Headers Collection : Includes information about every header specified in the HTTP response.
Form Collection : Describes the name and value of every nonblank control in the Web Form that generated the request.
Server Variables : This section is self-explanatory ”it relates the name and value of each of the server variables.
Page-level tracing will slow down your application, but you can disable it by setting each Web Form's Trace property to false . Leaving tracing code within your application doesn't matter because the JIT compiler won't compile the tracing code when the Web Form's Trace property is set to false .
Page-level tracing is very useful during development and testing to help you understand the behavior of individual Web pages within your application. However, the output from page-level tracing is transient and not stored anywhere.
If you want to understand more about your application as a whole, or if you want to record your application's behavior when in production or its behavior during different execution runs for comparison purposes, then you need to use application-level tracing.
Application-level tracing involves tracing information being recorded for every page within an application. ASP .NET contains a built-in trace viewer for each application's trace information, which is invoked used a special page called trace.axd, off the application root. This level of tracing is disabled by default, but you can enable it by setting the enabled attribute of the <trace> section in Web.config. Listing 9-11 shows a typical <trace> section.
<trace enabled="true" requestLimit="10" pageOutput="false" traceMode="SortByTime" localOnly="true" />
The following list presents the meaning of each of the attributes in the < trace > section:
enabled : If this attribute is set to true , application-level tracing is enabled. If it's set to false , application-level tracing is disabled.
requestLimit : Specifies the number of trace requests that are stored on the Web server.

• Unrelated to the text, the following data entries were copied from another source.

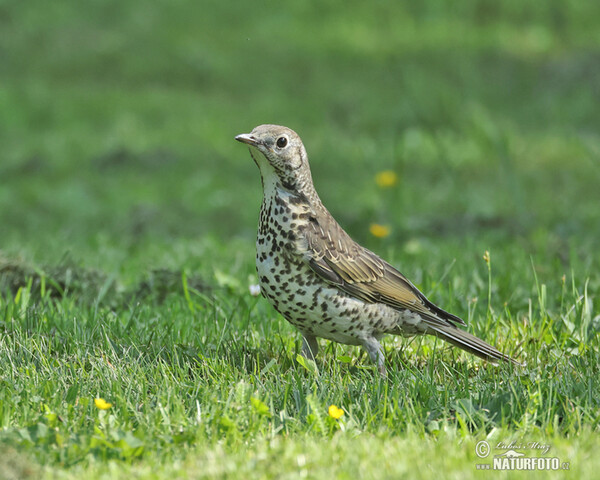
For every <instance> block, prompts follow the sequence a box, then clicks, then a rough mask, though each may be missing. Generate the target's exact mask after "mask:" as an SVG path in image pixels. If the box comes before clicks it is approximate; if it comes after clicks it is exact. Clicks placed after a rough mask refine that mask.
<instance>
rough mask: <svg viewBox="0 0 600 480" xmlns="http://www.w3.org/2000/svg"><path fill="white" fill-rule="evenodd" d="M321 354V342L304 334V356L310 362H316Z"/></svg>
mask: <svg viewBox="0 0 600 480" xmlns="http://www.w3.org/2000/svg"><path fill="white" fill-rule="evenodd" d="M317 353H319V342H317V337H315V336H314V335H310V334H308V333H303V334H302V356H303V357H304V358H306V359H308V360H312V361H314V360H315V357H316V356H317Z"/></svg>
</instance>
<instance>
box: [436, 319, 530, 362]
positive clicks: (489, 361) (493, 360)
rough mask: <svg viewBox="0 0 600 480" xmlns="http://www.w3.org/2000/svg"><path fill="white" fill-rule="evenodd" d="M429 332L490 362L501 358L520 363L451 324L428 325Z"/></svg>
mask: <svg viewBox="0 0 600 480" xmlns="http://www.w3.org/2000/svg"><path fill="white" fill-rule="evenodd" d="M429 328H430V331H429V332H428V333H431V334H433V335H435V336H436V337H439V338H441V339H443V340H446V341H447V342H449V343H451V344H452V345H455V346H457V347H459V348H462V349H463V350H466V351H467V352H469V353H472V354H473V355H477V356H478V357H481V358H483V359H484V360H487V361H489V362H492V363H497V361H498V360H502V361H504V362H509V363H512V364H514V365H522V364H521V363H519V362H517V361H516V360H515V359H513V358H511V357H509V356H508V355H505V354H503V353H502V352H500V351H499V350H497V349H496V348H494V347H492V346H491V345H489V344H487V343H485V342H484V341H483V340H481V339H480V338H477V337H476V336H475V335H471V334H470V333H468V332H465V331H464V330H461V329H459V328H457V327H455V326H453V325H431V324H430V325H429Z"/></svg>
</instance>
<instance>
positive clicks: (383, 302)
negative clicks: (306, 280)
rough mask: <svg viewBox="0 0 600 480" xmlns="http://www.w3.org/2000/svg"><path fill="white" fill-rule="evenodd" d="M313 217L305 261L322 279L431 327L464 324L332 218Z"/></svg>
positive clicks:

pageOutput : If this attribute set to true , trace information is displayed on individual pages and on the trace.axd page. If it's set to false , trace information is still displayed on the trace.axd page, but the Trace property of each page determines whether the trace information is shown on that page.
traceMode : Just as with page-level tracing, this attribute controls whether displayed trace information is sorted by time or sorted by category.

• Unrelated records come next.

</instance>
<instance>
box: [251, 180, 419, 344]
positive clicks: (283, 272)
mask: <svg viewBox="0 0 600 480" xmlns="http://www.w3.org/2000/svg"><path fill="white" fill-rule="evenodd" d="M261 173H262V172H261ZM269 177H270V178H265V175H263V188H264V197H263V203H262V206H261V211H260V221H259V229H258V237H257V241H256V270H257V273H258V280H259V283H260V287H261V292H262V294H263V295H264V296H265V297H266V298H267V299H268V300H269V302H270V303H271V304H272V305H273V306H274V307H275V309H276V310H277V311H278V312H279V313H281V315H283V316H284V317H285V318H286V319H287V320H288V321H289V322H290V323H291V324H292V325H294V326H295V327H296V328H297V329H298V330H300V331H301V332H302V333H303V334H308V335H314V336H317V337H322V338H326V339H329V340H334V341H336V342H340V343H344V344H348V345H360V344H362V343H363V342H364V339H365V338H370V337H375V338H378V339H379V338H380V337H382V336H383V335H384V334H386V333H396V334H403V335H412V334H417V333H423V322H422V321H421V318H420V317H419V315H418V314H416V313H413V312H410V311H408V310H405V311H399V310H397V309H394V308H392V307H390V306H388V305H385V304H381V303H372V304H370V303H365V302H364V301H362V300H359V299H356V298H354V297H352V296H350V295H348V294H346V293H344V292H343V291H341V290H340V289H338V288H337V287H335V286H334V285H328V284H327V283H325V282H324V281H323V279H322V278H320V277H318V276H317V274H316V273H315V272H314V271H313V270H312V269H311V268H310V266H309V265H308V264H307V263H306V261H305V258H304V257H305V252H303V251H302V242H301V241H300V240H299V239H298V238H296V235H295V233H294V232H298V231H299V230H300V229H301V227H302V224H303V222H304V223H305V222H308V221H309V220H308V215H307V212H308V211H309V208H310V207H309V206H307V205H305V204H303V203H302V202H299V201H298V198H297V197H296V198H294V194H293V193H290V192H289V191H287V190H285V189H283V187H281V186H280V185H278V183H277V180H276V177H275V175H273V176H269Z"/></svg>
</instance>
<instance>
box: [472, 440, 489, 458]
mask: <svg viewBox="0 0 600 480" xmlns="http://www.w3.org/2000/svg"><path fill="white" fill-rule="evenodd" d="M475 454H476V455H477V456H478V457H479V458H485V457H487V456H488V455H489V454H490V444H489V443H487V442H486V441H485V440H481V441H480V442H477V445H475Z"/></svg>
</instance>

localOnly : If this attribute is set to true , you can view the trace.axd page only in a browser running on the same Web server as the application. If it's set to false , remote browsers can also view the trace.axd page.
To view application-level trace information in the A spNetDebugDemo application, you should run the solution in Visual Studio without debugging (using Ctrl+F5). Clicking several of the buttons that demonstrate error handling will generate some application activity and trace information. You can view this information using the trace viewer, which you access by clicking the button marked "Show app-level tracing". The code behind this button is shown in Listing 9-12.
Private Sub btnAppTracingShow_Click(ByVal sender As System.Object, _ ByVal e As System.EventArgs) Handles btnAppTracingShow.Click Response.Redirect("trace.axd") End Sub
The trace viewer page for the A spNetDebugDemo application is shown in Figure 9-12. This page shows which application pages have been requested , including the time of the request, and gives you access to the detailed trace for each of the page requests.
Figure 9-13 shows the detailed trace for a page request, which you can access by clicking one of the View Details links shown in Figure 9-12. This page looks similar to the page-level trace information that you saw earlier, but of course without the page controls or any other page elements. Just as with page-level tracing, this page shows any custom trace information that has been generated.
Application-level tracing is most useful for recording and understanding your ASP .NET application's behavior as a whole, whereas page-level tracing is more useful for testing and debugging individual Web pages. In both cases, ASP .NET provides you with the easy-to-use tools that you need to debug your Web applications.